SLGAN: Style- and Latent-guided Generative Adversarial Network for
Desirable Makeup Transfer and Removal
- URL: http://arxiv.org/abs/2009.07557v3
- Date: Thu, 24 Sep 2020 13:08:51 GMT
- Title: SLGAN: Style- and Latent-guided Generative Adversarial Network for
Desirable Makeup Transfer and Removal
- Authors: Daichi Horita and Kiyoharu Aizawa
- Abstract summary: There are five features to consider when using generative adversarial networks to apply makeup to photos of the human face.
Several related works have been proposed, mainly using generative adversarial networks (GAN)
This paper closes the gap with an innovative style- and latent-guided GAN (SLGAN)
- Score: 44.290305928805836
- License: http://arxiv.org/licenses/nonexclusive-distrib/1.0/
- Abstract: There are five features to consider when using generative adversarial
networks to apply makeup to photos of the human face.
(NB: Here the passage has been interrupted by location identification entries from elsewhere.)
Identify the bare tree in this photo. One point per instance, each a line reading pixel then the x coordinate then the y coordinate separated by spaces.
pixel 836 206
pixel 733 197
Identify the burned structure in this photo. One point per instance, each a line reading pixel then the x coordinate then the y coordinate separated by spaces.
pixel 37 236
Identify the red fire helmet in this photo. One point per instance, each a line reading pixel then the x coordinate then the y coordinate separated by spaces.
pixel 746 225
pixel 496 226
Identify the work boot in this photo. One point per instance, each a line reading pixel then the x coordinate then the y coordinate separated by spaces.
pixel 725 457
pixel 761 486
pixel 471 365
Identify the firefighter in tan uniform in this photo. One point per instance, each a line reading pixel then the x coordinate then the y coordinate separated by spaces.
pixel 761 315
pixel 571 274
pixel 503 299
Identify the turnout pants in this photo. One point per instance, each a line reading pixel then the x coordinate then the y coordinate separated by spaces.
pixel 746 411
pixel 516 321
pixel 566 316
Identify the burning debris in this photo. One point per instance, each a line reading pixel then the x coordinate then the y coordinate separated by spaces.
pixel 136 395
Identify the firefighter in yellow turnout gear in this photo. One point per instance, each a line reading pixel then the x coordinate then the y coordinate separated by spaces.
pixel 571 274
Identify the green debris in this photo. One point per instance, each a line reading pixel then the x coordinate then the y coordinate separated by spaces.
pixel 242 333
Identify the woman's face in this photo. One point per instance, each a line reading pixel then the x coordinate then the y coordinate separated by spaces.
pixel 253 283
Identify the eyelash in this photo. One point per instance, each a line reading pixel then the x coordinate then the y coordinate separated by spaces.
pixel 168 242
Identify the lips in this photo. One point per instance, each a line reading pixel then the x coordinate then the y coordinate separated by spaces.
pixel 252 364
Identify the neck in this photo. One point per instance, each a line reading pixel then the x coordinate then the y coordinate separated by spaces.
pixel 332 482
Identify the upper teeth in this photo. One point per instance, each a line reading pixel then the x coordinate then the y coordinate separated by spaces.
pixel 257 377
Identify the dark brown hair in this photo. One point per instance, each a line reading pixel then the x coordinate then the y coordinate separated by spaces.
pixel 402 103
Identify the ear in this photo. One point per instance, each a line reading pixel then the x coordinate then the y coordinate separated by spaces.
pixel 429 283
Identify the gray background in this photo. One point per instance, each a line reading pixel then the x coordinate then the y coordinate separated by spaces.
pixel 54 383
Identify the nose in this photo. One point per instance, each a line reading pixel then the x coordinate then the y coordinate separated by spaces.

These features include
(1) facial components, (2) interactive color adjustments, (3) makeup
variations, (4) robustness to poses and expressions, and the (5) use of
multiple reference images. Several related works have been proposed, mainly
using generative adversarial networks (GAN). Unfortunately, none of them have
addressed all five features simultaneously. This paper closes the gap with an
innovative style- and latent-guided GAN (SLGAN). We provide a novel, perceptual
makeup loss and a style-invariant decoder that can transfer makeup styles based
on histogram matching to avoid the identity-shift problem. In our experiments,
we show that our SLGAN is better than or comparable to state-of-the-art
methods. Furthermore, we show that our proposal can interpolate facial makeup
images to determine the unique features, compare existing methods, and help
users find desirable makeup configurations.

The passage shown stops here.